Why must smears be made from the anus and throat?

Chlamydia trachomatis, Neisseria gonorrhoeae, Treponema pallidum (causative agent of syphilis), Mycoplasma genitalium, Mycoplasma hominis, Ureaplasma urealyticum, Ureaplasma parvum, Trichomonas vaginalis, Lymphogranuloma venerum and Haemophilus ducreyi are all microorganisms that can be treated with antibiotics. Some infections can not be detected in the blood. Therefore, urine specimens and smears are required to exclude infections in the mouth and anus.

 

Are there treatments for hepatitis?

Hepatitis A, B and C, herpes, varicella infection and HIV infection are viral diseases. You can get vaccinated against hepatitis A and B as well as varicella. If you have received such a vaccine, you will know after the tests whether you are protected from an infection. If you have not yet been vaccinated, we recommend that you are done so immediately. Although the body can usually eliminate hepatitis A from itself, we recommend close monitoring nevertheless by a specialist. There is now a treatment for hepatitis C which can cure it in almost all cases. Infections from herpes viruses are usually asymptomatic, but can also be treated with medication.

 

What happens if my HIV test is positive?

If you test positive for HIV, you will be counseled on what you can do to help yourself and your partners, and how we can help you.

If necessary, we will suggest that you undergo further examination and treatment. You will then be referred to a suitable health facility or to a doctor of your choice.
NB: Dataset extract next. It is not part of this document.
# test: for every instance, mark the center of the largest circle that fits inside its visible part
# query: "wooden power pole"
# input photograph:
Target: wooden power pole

If you become infected with HIV in the course of this study, you will be asked to provide additional blood and offered to participate in a study of acute HIV infection, such as: B. TOPHIV or RV464.

 

What happens if I am tested positive for a sexually transmitted disease or hepatitis A, B or C?
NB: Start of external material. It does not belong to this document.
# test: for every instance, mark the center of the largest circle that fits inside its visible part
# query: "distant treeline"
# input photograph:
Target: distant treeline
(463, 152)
If you are positive for any other sexually transmitted disease or hepatitis A, B or C, you will be contacted to seek medical treatment at the trial site or to another hospital for further diagnosis and treatment. If you have been infected with the hepatitis C virus, you will be asked for another blood sample.

 

Will I get a PrEP in this study?

Studies have shown that the HIV infection risk decreases by more than 80% when using the HIV drug Truvada before or after any intercourse or throughout. The drug is not provided in this study. However, we recommend that you talk to the investigator about this prevention method. The investigator can explain how to get access to the drug. However, we do not recommend pre-exposure prophylaxis (PrEP) as a substitute for the use of condoms: Rather, PrEP merely provides additional protection.

 

Can I perform a PrEP while participating in the study?
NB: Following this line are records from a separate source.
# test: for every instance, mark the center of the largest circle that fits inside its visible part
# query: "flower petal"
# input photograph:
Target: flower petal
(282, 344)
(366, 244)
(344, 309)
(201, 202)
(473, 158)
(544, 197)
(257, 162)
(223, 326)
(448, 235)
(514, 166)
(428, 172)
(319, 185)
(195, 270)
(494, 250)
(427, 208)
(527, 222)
Yes. If you would like to do a PrEP to prevent HIV infection, we encourage you to do so and will provide you with information for properly performing a PrEP.

 

Can I participate in other studies at the same time?

In general, it is not a problem to participate in this and other studies at the same time. If you intend to do so, we would like to ask you to speak with the study team first, so that we can give you more detailed advice, taking into account your specific situation.

 

Will my data be treated confidentially?

All personal data and medical findings are treated confidentially and are subject to medical confidentiality and the Data Protection Act. All study records for your study participation are maintained by the main examiners at this location. Each study participant receives a patient number that is known only to the study team at the study site and is guaranteed with the confidentiality of the study data. Blood tests will only provide the date, patient number, and study visit number.